[cfe-dev] [analyzer] Toning down invalidations?

Mon Nov 27 07:24:24 PST 2017

So far we've been preferring aggressive invalidation of large chunks of 
the program state whenever we encounter anything we cannot model, be it 
a function without source code or a language construct we don't support. 
As i've mentioned recently, it does both eliminate certain kinds of 
false positives (when we're uncertain we assume less incorrect stuff) 
and introduce other false positives (when we're uncertain, we may think 
that something might be possible, while in fact it isn't). Hence, 
invalidation is a trade-off. Hence the question: does everybody like the 
current trade-off? I'm particularly thinking about two parts of it:

* Invalidating base region when a field is invalidated (as the whole 
base region is reachable through safe pointer arithmetic).
* Invalidating heap regions passed to us by const pointers when heap is 
invalidated (as a non-const pointer may exist elsewhere).
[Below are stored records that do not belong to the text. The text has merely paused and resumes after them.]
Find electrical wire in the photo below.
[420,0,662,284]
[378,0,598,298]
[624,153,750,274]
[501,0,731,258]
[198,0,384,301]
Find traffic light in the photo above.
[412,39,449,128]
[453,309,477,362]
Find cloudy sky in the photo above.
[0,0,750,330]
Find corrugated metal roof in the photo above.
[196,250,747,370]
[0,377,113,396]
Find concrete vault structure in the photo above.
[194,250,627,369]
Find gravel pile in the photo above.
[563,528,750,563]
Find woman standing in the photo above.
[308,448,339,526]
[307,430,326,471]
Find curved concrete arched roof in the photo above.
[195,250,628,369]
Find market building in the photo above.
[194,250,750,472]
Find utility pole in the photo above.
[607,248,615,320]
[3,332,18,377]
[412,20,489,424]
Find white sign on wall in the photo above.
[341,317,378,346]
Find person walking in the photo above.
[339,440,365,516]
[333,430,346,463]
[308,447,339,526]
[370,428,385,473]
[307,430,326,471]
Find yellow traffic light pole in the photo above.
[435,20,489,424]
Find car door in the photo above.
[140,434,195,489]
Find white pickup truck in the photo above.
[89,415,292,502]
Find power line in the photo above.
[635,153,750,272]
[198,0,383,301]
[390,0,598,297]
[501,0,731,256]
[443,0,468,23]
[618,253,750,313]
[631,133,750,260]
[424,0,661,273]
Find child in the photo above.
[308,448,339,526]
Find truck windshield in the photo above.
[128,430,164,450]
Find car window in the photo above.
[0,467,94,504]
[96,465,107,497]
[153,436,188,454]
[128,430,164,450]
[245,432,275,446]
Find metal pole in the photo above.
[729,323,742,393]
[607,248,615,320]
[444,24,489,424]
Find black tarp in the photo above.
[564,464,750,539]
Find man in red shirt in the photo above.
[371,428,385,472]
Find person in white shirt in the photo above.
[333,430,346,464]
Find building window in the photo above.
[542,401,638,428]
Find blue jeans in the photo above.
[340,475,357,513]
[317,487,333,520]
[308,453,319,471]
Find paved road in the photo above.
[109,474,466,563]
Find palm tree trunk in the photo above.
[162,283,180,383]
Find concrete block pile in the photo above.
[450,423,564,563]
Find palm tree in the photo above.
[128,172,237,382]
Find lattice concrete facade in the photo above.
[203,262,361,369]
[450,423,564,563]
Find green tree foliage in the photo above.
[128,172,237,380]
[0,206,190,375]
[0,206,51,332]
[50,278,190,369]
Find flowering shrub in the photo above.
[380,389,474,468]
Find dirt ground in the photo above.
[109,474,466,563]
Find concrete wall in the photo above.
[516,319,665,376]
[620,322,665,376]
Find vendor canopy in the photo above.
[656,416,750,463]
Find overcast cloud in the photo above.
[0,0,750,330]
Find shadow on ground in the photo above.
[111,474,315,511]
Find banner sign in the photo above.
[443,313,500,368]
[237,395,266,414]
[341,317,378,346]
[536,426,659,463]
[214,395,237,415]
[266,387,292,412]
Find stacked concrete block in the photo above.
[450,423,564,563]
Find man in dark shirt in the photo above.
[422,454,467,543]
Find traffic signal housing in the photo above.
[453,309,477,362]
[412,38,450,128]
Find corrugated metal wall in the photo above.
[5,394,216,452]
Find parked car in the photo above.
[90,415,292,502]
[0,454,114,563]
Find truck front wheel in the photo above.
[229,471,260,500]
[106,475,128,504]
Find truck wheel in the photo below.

Please let us know if you have other cases you'd like to think about :)

---

A bit of an explanation/motivation here.

Invalidation alone doesn't cause false positives all by itself; it only 
amplifies false positives that result from our eager approach to state 
splits, which causes us to sometimes produce more state splits than 
necessary. For instance, in

   // example 1
   if (x) { ... }
   invalidate(&x);
   if (x) { ... }

we may assume that the first if() takes the true branch, and the second 
if() takes the false branch. If the invalidation is overly aggressive, 
and in fact "x" is untouched, then this path is infeasible. However, the 
same problem arises in the following code that doesn't contain any 
invalidation:

   // example 2
   if (x) { ... }
   if (y) { ... }

By looking at this code, we can guarantee that both "x is true" and "x 
is false" is feasible, otherwise if(x) is deadcode. We can also 
guarantee that both "y is true" and "y is false" is feasible, otherwise 
if(y) is deadcode. But we cannot guarantee that "x is true and y is 
false" is a feasible branch just by looking at the code, hence this path 
might be a false positive, and as such can be suppressed by asserting 
that "x" is false in the "y is false" branch.

Example 1 is a variant of example 2 in which symbol "y" is replaced with 
symbol "invalidated x". Similarly, we may run into an infeasible branch 
"original x is true, invalidated x is false". However, depending on how 
obvious it is to the reader that this branch is infeasible (eg. 
invalidate() certainly doesn't touch "x", or it may even be invisible), 
it may be very frustrating to suppress the false positive with an assertion.

Hence the call for heuristics to see if some of those frustrating 
invalidations can be toned down.